You'd think someone ran a pickup over a couple dozen hounds' tails, the way they howled up in Raleigh Tuesday. That "Puppy Chow penalty" got folks all riled up. Imagine that - asking animal owners to kick in a few bucks to solve the big-time animal problems we've got here. Next thing you know, they'll want to tax drivers to pay for highway maintenance, or property owners to pay for city services. What a notion.

The howls came from some dog owners - mostly hunters and breeders. Their arena wasn't a kennel or a sporting trial, but rather a legislative meeting room in Raleigh, where a crowd of 300 took part in a four-hour meeting that reviewed new legislative proposals aimed at reversing this state's dreadful track record of generating, and euthanizing, unwanted pets at twice the national rate.

In most North Carolina communities, animal welfare is a concept rooted in 19th century practices and programs. It goes like this: Let them breed, scoop up the strays, cage them in foul, unhealthy kennels, then kill them. Nearly a quarter of a million North Carolina dogs and cats met that fate last year.

Ironically, the state has offered help for low-cost spaying and neutering programs for years. Most communities (including this one) ignored it. Just as they ignore the foundation grants out there that would help cut down on the unwanted animal population. Easier to rely on the old scoop 'em, cage 'em, kill 'em plan.

After a winter of hearings, a House study committee has proposed some advances into the 21st century, key among them a well-financed spay-neuter program. The money would come from a small tax on animal food. The plan would add 10 cents to a 20-pound bag of dry food and 2 cents to every can. In my household, with two largish dogs and one slightly plump cat, that might amount to an extra buck a month, at most.

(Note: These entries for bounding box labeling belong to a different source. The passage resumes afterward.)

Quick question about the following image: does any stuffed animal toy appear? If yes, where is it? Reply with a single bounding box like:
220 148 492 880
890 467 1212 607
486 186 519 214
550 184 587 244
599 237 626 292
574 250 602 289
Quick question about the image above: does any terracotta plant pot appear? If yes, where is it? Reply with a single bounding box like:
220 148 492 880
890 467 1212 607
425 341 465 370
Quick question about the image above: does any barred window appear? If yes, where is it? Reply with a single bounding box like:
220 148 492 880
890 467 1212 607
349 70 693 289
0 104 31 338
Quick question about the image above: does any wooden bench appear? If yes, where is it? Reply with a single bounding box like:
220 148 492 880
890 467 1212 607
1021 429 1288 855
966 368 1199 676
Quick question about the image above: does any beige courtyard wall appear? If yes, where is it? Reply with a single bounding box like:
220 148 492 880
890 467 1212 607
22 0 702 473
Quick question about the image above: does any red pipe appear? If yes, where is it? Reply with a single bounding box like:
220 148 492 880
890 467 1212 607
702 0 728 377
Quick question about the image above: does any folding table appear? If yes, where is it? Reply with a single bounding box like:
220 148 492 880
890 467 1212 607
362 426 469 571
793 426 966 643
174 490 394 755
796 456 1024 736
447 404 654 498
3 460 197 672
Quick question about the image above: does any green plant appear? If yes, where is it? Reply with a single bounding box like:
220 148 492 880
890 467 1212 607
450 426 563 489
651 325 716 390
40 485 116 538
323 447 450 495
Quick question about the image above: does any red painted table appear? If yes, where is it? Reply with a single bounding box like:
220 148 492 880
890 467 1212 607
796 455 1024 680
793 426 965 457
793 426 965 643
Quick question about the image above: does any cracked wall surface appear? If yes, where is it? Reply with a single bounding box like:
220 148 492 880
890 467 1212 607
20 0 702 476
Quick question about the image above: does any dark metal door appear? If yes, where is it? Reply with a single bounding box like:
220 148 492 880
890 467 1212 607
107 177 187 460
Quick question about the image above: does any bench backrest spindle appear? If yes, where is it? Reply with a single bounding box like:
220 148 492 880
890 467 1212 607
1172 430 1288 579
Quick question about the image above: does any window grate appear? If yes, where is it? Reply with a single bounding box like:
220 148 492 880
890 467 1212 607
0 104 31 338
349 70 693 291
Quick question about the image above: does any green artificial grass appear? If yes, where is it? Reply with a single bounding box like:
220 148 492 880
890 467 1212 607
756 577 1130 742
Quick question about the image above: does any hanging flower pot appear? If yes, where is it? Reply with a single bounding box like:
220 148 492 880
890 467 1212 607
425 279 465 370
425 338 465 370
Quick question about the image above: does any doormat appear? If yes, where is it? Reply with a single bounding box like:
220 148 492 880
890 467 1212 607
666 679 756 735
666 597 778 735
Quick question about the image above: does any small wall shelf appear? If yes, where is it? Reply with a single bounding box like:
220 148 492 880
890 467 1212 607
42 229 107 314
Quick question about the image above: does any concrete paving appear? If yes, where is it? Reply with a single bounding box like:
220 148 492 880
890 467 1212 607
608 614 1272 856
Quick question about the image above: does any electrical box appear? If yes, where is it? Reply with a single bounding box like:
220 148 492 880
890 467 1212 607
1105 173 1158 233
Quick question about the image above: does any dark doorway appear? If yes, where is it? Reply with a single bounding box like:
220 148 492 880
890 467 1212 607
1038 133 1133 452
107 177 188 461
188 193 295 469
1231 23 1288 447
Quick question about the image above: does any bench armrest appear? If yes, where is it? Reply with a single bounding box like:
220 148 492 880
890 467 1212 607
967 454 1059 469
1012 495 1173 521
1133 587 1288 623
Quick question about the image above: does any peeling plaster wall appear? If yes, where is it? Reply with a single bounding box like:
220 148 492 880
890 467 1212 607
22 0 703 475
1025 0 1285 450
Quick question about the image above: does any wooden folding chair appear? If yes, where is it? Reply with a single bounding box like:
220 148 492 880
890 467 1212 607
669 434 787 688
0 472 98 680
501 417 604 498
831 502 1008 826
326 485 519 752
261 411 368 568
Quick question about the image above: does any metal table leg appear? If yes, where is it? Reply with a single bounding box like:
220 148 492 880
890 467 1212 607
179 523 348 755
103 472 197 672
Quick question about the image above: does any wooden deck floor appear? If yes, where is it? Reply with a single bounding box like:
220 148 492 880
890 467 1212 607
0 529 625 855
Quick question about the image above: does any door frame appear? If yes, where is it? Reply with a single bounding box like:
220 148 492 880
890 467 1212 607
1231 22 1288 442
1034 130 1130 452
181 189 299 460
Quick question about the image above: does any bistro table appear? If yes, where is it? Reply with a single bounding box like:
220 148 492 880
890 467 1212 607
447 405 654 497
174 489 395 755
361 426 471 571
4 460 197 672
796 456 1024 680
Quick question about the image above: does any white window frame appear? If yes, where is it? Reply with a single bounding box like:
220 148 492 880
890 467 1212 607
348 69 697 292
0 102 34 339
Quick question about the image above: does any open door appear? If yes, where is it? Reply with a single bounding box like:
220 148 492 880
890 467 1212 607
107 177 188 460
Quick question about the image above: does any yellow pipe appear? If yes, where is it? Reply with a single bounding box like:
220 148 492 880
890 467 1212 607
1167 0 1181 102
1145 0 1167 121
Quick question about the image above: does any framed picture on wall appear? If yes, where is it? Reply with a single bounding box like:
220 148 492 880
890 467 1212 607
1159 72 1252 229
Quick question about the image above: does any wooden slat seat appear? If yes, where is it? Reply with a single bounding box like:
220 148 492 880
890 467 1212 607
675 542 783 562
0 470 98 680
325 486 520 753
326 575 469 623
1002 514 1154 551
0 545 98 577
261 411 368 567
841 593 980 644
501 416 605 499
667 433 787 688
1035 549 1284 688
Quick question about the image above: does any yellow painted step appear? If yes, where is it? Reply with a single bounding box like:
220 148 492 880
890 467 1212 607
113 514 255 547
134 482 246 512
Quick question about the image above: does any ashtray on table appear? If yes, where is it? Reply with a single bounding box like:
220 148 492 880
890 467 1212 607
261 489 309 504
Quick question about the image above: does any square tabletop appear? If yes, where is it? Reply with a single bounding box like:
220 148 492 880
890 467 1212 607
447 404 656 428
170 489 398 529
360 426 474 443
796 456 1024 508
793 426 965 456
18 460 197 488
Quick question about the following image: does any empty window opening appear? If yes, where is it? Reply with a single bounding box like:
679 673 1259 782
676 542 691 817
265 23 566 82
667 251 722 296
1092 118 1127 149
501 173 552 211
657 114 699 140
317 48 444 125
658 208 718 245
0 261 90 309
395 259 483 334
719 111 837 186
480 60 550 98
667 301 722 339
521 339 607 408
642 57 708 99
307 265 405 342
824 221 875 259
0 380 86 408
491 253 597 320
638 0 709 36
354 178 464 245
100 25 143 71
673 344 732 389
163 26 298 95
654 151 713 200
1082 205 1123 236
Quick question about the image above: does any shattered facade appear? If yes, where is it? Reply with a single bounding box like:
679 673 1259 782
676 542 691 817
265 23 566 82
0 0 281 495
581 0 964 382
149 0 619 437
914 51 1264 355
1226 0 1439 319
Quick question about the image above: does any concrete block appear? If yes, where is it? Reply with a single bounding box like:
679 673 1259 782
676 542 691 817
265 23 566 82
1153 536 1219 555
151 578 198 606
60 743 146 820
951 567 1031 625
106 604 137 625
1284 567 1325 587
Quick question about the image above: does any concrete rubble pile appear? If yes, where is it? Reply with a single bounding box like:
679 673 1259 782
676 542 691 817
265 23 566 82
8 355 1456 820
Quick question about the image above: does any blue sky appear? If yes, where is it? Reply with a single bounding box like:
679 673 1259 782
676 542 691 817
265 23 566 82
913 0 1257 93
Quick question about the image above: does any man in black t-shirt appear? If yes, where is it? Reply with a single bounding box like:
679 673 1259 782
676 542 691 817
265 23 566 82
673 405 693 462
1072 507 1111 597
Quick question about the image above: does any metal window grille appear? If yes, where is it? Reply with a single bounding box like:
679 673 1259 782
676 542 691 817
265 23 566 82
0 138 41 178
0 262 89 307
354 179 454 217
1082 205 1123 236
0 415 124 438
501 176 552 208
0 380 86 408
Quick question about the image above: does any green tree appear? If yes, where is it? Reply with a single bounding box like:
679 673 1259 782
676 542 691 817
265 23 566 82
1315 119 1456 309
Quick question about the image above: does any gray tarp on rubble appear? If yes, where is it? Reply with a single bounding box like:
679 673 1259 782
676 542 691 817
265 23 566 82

Those pennies would add up to an $8 million-a-year fund that would help animal shelters meet the new law's requirement that dogs and cats released from shelters must first be sterilized.

That is a far better answer to our pet overpopulation than the present system, which either kills the extras or warehouses them in no-kill shelters that are hardly the optimum life for what we lovingly call our "companion animals."

Maybe it makes sense to you and me, but to some people in the Animal Establishment, it was cause for unrestrained yelps. "I think it's going to be an inconvenience for everybody," said the representative from the Grimesville Hunt Club. The man from the North Carolina Coon Hunters Association saw it this way: "When you tell a farmer down the road with two collies that he's going to have to pay $200 more this year, he's not going to be up to vote for you next time." If the farmer's got to pay $200 more for two collies, they've got one heck of an appetite. To pay $200, at 10 cents tax per 20 pound bag, the farmer down the road is feeding his two collies 40,000 pounds of dry food a year, or nearly 110 pounds a day. Those are big collies!

But that's the way it's going to go. The hunters, breeders (including the folks who breed for fighting) and the pet food industry are going to hound this proposal all over the place, maybe to death. It's a mostly quiet constituency, but they've got clout.

So if you want to see this county, and the other 99, come into the 21st century with an intelligent program that cuts down on the mind-boggling numbers of pets that are killed in county shelters every year, let your local lawmakers know that you support the state's new spay-neuter initiative. We all can afford a few pennies a week to stop the slaughter.